With public money now being accepted in the state, a lot of the larger, corporate cannabis companies are purchasing these [retail cannabis] assets to increase their enterprise value, but they don’t have the internal production to meet the demand of these new retail channels. These companies seemed to have been consuming a substantial amount of wholesale, which I believe had a lot to do with the shortage of supply and spike in price over the summer months — not to mention, tourism in the summer is always a big time for the cannabis industry.
I think also something to consider that I have not mentioned is the opportunity for producers in other states. We have observed about a three-year window in emerging legal states where margins are very high. After the third year, margins begin to compress as the market stabilizes, and I've noticed many Colorado producers entering these new markets for more enticing opportunities. The increase in demand for product with a decline in production will undoubtedly have a major impact on the price for wholesale.
How have wholesale and retail prices changed over the past six months throughout the industry?
Retailers have historically had the upper hand, it seems, when it comes to purchasing wholesale. This allows retailers to purchase wholesale low and offer a lower price to the consumer — which is great, but creates an expectation from the consumer that can’t be sustained with these types of market swings.

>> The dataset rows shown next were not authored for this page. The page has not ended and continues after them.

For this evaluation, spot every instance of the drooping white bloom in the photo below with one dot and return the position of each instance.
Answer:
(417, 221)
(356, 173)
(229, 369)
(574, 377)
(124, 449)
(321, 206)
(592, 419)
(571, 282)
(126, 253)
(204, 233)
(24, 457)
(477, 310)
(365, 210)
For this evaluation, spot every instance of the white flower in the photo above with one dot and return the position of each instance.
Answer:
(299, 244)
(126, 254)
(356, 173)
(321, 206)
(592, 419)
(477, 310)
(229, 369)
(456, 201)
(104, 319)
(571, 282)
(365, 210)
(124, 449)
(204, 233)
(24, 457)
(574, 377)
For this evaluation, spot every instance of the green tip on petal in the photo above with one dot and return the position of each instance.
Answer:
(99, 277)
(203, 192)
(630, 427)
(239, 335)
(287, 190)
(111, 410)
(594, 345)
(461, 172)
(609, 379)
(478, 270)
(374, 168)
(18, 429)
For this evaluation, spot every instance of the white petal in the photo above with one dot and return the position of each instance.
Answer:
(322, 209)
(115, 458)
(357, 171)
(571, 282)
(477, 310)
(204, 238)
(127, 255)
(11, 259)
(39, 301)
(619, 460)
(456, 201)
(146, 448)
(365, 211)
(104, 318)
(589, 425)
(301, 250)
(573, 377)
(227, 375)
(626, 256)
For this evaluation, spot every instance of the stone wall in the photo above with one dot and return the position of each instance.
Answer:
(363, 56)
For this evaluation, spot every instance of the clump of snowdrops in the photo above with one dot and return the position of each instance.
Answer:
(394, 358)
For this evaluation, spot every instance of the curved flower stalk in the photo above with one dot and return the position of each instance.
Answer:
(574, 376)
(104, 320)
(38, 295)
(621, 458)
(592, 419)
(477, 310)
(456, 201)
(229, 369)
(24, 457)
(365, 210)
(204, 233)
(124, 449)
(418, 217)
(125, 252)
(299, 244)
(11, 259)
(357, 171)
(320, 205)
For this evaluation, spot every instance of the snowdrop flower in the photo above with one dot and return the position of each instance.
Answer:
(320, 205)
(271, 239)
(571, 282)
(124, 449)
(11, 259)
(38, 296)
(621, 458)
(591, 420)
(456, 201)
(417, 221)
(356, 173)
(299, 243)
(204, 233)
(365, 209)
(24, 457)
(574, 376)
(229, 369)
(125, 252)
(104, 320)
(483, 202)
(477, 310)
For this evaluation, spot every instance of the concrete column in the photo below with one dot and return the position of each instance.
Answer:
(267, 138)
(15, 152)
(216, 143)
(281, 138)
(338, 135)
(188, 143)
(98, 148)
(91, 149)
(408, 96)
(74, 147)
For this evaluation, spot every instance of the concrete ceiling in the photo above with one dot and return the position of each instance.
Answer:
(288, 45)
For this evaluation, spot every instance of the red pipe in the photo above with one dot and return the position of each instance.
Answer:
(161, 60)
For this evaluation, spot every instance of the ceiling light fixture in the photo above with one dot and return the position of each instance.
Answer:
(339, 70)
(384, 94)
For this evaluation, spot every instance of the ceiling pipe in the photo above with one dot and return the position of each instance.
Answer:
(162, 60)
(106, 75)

When the price of wholesale increases, the retailers have a much more difficult time trying to raise their prices to the consumer and oftentimes take a pretty big hit. Retail prices have seemed to remain fairly stable, while wholesale tends to be all over the place.
Flower prices have fluctuated quite a bit since legalization began. Are we nearing a plateau or more even ride for cannabis prices any time soon?
With no license cap in Colorado, you are going to experience market saturation. But as the industry matures, businesses are being absorbed and margins are compressing. I think smokable flower will always have subjectivity, unlike processed cannabis products, as long as there are connoisseurs. Much like the beer industry, there is Bud Light and there is craft beer. There are many more Bud Light drinkers than craft-beer drinkers. Bud Light is much more dialed and predictable, and has a low-cost production model. On the other hand, craft beer has many variables and different varieties that the manufacturers try to cater to, which clearly come at a cost. I think we will see more and more stability in the extracted space, but it’s hard to say on the smokable-flower side.